Issue: WON the items seized may be returned Held: The dismissal of a case, even with prejudice, during the stage of preliminary investigation does not bar subsequent prosecution and conviction if the evidence warrants the re-filing of the same becomes next to impossible. For the enforcement of such order would virtually deprive herein petitioner Collector of Customs of the evidence indispensable to a successful prosecution of the case against the private respondent. Worse, the order nullified the power of seizure of the customs official. Respondent Judge ignored the established principle that from the moment imported goods are actually in the possession or control of the Customs authorities, even if no warrant of seizure had previously been issued by the Collector of Customs in connection with seizure and forfeiture proceedings, the Bureau of Customs acquires exclusive jurisdiction over such imported goods for the purpose of enforcing the Customs laws, subject to an appeal only to the Court of Tax Appeals a nd to final review by the Supreme Court.
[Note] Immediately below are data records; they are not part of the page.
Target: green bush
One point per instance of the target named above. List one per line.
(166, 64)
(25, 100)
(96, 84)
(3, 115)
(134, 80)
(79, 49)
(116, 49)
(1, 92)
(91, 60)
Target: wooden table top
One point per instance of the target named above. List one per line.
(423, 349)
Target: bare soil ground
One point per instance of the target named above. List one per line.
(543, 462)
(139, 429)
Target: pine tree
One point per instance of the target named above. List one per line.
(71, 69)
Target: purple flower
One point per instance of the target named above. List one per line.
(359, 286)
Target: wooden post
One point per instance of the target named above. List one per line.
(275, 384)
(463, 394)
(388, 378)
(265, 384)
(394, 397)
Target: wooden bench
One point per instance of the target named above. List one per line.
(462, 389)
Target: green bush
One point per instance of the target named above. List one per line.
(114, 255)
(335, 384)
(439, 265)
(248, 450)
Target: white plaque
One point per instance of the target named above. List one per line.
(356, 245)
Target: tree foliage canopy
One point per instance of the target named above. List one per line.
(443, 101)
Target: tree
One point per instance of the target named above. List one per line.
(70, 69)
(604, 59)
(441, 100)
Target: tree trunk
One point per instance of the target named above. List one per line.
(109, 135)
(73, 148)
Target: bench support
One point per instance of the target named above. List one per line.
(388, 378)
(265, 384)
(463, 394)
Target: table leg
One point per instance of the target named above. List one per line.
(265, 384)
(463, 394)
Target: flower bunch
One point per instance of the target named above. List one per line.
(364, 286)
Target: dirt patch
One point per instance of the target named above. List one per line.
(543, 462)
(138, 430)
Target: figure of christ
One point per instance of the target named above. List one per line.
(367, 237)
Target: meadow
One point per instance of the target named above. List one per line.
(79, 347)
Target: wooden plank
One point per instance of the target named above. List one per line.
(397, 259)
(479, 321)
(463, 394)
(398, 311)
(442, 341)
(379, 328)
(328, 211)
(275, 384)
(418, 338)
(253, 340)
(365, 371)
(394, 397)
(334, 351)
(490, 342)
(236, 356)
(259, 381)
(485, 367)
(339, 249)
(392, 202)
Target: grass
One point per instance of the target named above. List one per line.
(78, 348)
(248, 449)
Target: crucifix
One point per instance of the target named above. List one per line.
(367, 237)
Such exclusive jurisdiction precludes the Court of First Instance as well as the Circuit Criminal Court from assuming cognizance of the subject matter and divests
such courts of the prerogative to replevin properties subject to seizure and forfeiture proceedings for violation of the Tariff and Customs Code because proceedings for the forfeiture of goods illegally imported are not criminal in nature since they do not result in the conviction of wrongdoer nor in the imposition upon him of a penalty.